09.04.12

Mühsame Euro Erholung auf 1,2014 CHF am Ostermontag


Am Devisenmarkt kann der Eurokurs ein wenig Boden gutmachen. So klettert der Wechselkurs während des dünnen europäischen Feiertagshandel auf EUR/CHF 1,2014. Neue Impulse dürften aus den Vereinigten Staaten. Notenbankchef Ben Bernanke wird um 13:15 Uhr MEZ eine Rede über die Finanzmarkstabilität halten. Analysten werden sich die Bemerkungen des Fed-Vorsitzenden ganz genau anschauen, um Schlussfolgerungen auf eine weitere Geldspritze abzuleiten.
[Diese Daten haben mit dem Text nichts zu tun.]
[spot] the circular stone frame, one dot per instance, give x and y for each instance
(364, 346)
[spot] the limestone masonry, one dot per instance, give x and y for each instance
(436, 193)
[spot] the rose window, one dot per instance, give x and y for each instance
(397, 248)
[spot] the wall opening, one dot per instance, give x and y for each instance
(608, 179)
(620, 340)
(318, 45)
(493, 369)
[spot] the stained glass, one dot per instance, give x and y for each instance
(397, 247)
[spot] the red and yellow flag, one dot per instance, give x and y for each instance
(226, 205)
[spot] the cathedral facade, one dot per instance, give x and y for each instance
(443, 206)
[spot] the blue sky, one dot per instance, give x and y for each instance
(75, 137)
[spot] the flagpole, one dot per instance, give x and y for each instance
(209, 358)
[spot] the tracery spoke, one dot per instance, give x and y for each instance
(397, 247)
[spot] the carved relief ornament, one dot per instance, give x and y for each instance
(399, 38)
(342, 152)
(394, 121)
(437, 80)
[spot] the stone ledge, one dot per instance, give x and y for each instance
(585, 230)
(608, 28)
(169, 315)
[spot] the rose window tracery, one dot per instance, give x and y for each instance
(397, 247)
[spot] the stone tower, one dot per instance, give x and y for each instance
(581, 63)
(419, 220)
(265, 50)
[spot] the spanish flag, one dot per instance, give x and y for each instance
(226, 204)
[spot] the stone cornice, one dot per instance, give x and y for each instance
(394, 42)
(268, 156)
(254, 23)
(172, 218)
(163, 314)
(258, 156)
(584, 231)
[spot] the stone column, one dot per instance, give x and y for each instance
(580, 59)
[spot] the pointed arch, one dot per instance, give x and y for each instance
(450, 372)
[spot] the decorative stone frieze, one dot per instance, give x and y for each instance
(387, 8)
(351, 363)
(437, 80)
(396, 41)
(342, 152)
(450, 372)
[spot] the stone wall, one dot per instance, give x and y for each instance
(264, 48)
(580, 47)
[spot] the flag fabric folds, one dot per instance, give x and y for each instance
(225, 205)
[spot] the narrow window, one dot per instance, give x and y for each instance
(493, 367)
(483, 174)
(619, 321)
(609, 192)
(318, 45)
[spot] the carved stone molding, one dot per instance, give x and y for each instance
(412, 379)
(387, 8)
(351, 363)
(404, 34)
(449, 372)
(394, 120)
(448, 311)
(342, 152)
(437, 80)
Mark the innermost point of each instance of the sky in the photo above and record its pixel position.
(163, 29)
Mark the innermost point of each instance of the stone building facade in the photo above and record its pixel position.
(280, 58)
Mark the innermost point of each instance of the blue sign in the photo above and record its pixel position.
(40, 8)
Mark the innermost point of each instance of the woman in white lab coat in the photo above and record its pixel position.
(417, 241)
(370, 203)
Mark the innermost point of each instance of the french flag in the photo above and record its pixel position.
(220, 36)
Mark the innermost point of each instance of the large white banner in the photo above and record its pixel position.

Der Anstieg des Euro auf 1,2014 CHF erscheint äußerst mühsam. So war die Gemeinschaftswährung gegenüber dem Schweizer Franken am Gründonnerstag auf 1,1990 gefallen und am Karfreitag auf 1,2005. Durch die vorübergehende Unterbietung des Mindestkurses ist der Nationalbank eine Panne passiert, welche offenbar bei adäquatem Risikomanagement vermeidbar gewesen wäre. Dennoch dürfte der Bundesrat in dieser oder der nächsten Woche den Interims-Chef Thomas Jordan zum neuen Präsident der Schweizerischen Nationalbank (SNB) benennen.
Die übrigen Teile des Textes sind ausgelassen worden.